The Owl//728 Wade Hampton Boulevard
More recently, I’ve found myself drinking at the Owl. Their selection is a bit smaller, but solid, nonetheless. No taps (yet…), but bottles (and cans!) run the gamut from sessionable lagers to Brewdog’s Tokyo, an 18% imperial stout. With about 50% belgians, including ciders and sours, few styles are underrepresented. On top of that, they eschew the big three as well as any brewery you can find in the average grocery store in support of smaller, more niche brews. Plus, it serves some of the best affordable molecular-gastronomy-by-a-self-taught-chef-in-an-abandoned-Pizza-Hut you’ll find in this town (to paraphrase my friend The Gurgling Cod). Or any, for that matter.
The Community Tap//205 Wade Hampton Boulevard
Breaking new ground in town with growler fills and a large bottle selection, Mike Okupinski and Ed Buffingtion opened The Community Tap to acclaim in July 2010. And I was the first customer, banging on the door just before opening time. Currently, the Tap, in the parlance of our times, sports 12 beer taps as well as three wine taps (which garnered them New York Times recognition). There are also several hundred bottled craft beers to choose from, including a nasty selection of sours, a bevy of Belgians, German brews, even Danish, Norwegian and Scottish ales. And though this is about beer, Ed would ban me if I didn’t mention the 60+ hand-selected wine labels he keeps in stock.

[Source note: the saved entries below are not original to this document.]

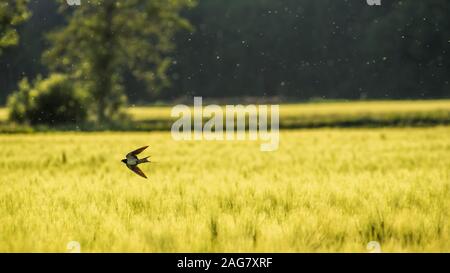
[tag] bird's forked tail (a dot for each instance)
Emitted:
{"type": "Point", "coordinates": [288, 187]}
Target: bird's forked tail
{"type": "Point", "coordinates": [143, 160]}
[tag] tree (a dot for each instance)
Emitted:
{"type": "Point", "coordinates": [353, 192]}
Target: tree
{"type": "Point", "coordinates": [12, 13]}
{"type": "Point", "coordinates": [106, 38]}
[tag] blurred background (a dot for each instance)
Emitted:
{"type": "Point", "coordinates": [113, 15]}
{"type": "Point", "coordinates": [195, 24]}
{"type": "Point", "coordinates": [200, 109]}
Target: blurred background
{"type": "Point", "coordinates": [158, 52]}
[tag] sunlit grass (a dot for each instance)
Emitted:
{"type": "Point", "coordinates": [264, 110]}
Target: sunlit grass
{"type": "Point", "coordinates": [332, 109]}
{"type": "Point", "coordinates": [323, 190]}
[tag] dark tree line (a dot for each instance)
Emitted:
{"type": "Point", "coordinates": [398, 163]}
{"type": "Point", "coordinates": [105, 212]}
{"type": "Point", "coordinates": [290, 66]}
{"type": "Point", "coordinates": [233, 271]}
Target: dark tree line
{"type": "Point", "coordinates": [293, 48]}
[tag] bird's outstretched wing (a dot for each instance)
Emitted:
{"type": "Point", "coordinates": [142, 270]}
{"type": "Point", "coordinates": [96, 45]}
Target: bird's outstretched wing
{"type": "Point", "coordinates": [137, 151]}
{"type": "Point", "coordinates": [138, 171]}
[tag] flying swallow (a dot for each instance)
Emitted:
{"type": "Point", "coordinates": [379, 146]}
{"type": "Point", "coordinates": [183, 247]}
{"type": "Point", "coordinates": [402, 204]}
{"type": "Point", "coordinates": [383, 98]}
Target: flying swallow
{"type": "Point", "coordinates": [132, 161]}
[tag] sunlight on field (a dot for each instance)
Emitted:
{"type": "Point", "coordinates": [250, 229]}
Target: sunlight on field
{"type": "Point", "coordinates": [323, 190]}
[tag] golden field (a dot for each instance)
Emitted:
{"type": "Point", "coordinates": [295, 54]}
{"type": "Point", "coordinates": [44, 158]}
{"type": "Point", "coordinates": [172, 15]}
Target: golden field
{"type": "Point", "coordinates": [324, 190]}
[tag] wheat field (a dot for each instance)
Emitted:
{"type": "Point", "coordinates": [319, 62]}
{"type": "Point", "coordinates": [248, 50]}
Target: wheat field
{"type": "Point", "coordinates": [324, 190]}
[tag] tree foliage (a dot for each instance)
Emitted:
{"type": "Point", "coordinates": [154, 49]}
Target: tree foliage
{"type": "Point", "coordinates": [51, 101]}
{"type": "Point", "coordinates": [12, 13]}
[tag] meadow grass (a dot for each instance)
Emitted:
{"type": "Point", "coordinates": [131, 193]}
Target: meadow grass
{"type": "Point", "coordinates": [324, 190]}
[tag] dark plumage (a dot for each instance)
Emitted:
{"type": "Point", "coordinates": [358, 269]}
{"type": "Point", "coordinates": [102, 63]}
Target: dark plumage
{"type": "Point", "coordinates": [132, 161]}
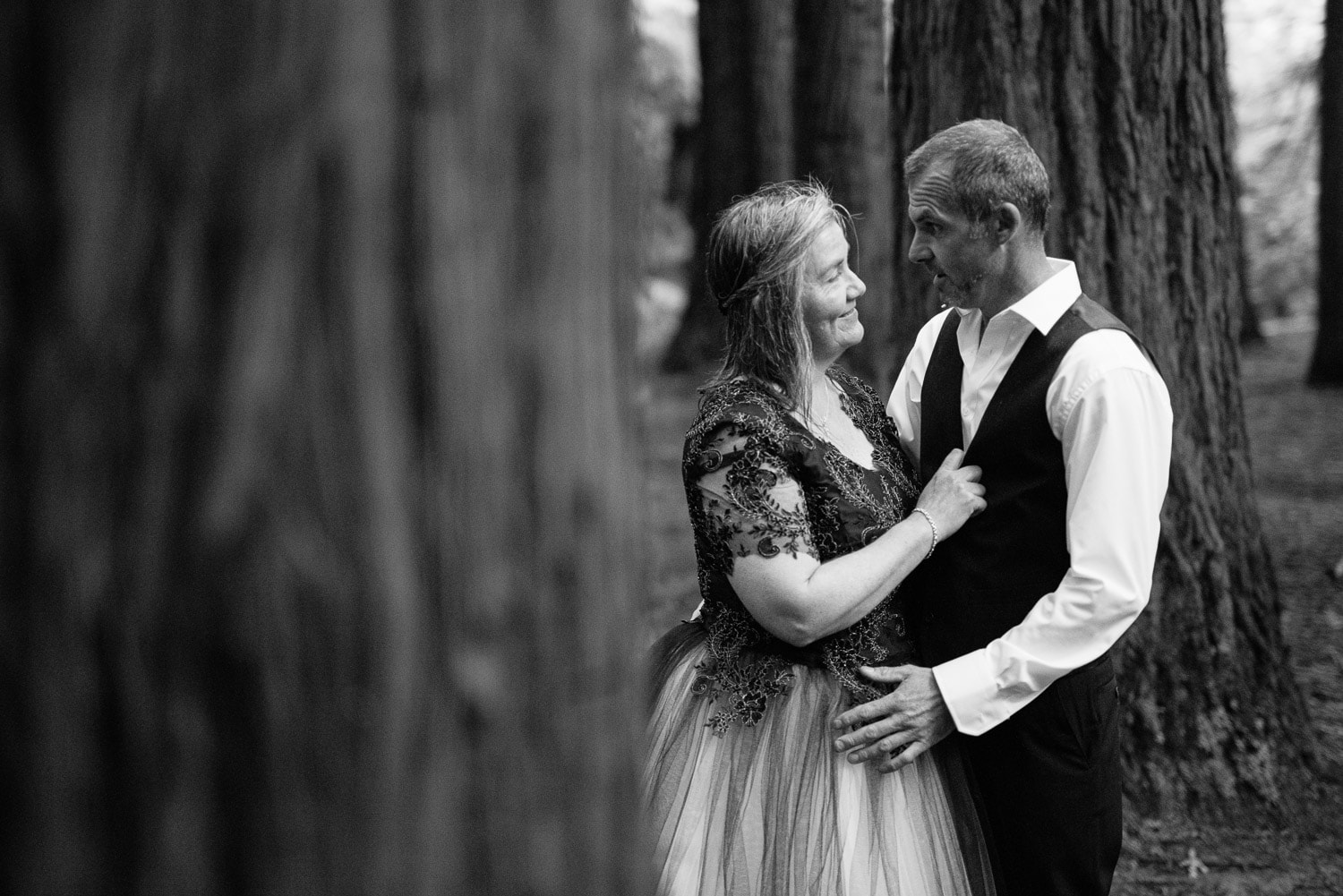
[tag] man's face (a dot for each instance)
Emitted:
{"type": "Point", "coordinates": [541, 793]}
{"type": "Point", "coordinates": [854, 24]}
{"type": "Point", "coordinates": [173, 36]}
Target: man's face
{"type": "Point", "coordinates": [962, 260]}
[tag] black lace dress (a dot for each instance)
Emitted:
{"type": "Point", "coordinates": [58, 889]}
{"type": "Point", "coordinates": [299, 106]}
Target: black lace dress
{"type": "Point", "coordinates": [746, 794]}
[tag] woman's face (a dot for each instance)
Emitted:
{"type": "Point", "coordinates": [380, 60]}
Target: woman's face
{"type": "Point", "coordinates": [830, 297]}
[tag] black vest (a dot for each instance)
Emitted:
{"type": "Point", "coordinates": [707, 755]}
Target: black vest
{"type": "Point", "coordinates": [988, 576]}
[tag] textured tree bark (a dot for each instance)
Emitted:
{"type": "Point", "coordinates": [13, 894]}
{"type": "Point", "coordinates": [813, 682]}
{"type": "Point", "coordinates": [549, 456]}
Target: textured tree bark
{"type": "Point", "coordinates": [319, 547]}
{"type": "Point", "coordinates": [843, 136]}
{"type": "Point", "coordinates": [1327, 360]}
{"type": "Point", "coordinates": [1127, 102]}
{"type": "Point", "coordinates": [744, 140]}
{"type": "Point", "coordinates": [794, 88]}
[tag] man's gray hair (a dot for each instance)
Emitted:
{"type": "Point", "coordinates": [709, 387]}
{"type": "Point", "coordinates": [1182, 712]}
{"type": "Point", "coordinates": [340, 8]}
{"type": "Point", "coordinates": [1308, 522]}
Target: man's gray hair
{"type": "Point", "coordinates": [990, 164]}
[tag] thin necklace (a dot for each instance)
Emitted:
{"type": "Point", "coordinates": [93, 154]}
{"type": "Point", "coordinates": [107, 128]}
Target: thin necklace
{"type": "Point", "coordinates": [821, 422]}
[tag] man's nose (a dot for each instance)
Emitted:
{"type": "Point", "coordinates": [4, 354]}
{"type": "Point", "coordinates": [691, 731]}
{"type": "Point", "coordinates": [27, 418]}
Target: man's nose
{"type": "Point", "coordinates": [919, 250]}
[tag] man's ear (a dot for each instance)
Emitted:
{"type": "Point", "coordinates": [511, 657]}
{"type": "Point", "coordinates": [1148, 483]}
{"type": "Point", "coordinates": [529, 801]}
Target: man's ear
{"type": "Point", "coordinates": [1006, 222]}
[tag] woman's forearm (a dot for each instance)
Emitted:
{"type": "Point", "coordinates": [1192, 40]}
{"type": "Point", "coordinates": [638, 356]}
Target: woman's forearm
{"type": "Point", "coordinates": [800, 600]}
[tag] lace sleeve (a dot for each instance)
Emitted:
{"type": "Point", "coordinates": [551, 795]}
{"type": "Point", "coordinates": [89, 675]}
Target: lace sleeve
{"type": "Point", "coordinates": [748, 501]}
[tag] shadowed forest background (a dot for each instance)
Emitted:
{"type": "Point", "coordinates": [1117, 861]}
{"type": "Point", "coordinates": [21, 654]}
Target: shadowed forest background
{"type": "Point", "coordinates": [346, 351]}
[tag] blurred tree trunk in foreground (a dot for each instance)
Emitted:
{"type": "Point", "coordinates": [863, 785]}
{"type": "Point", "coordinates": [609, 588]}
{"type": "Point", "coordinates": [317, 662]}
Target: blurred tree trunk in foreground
{"type": "Point", "coordinates": [794, 88]}
{"type": "Point", "coordinates": [1327, 362]}
{"type": "Point", "coordinates": [1127, 102]}
{"type": "Point", "coordinates": [319, 501]}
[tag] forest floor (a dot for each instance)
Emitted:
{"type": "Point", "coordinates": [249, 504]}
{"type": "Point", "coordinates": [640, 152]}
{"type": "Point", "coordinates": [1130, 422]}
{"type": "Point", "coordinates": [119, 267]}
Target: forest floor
{"type": "Point", "coordinates": [1296, 439]}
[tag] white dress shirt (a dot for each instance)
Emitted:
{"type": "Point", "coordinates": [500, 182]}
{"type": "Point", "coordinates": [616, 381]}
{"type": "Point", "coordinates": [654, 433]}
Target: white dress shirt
{"type": "Point", "coordinates": [1112, 415]}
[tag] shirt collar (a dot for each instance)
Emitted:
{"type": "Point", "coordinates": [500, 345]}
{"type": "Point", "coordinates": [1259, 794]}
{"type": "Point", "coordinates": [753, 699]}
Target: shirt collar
{"type": "Point", "coordinates": [1044, 305]}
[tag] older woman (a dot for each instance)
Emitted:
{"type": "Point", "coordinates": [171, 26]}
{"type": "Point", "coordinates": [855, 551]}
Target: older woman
{"type": "Point", "coordinates": [806, 519]}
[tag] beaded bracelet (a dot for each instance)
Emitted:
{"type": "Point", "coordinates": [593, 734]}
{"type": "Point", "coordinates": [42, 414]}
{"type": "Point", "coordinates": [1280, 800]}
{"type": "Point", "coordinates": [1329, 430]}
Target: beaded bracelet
{"type": "Point", "coordinates": [931, 525]}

Swamp Rabbit Café & Grocery//205 Cedar Lane
This one’s off the beaten path a bit. Well, it’s becoming more beaten every day, with cyclists and pedestrians engulfing the Swamp Rabbit Trail. Swamp Rabbit Café & Grocery is still a sleeper choice in terms of beer, though. It has a small but solid selection of cans, with the likes of Westbrook and Caldera IPAs represented, along with Avery Joe’s Pilsner and a few others to quench your thirst after a long ride down the trail. And they have a covered beer garden. Exactly. So you can bike up, grab a quality craft cold one, and pop it open at the picnic table right outside. Enjoy. I’ll see you there.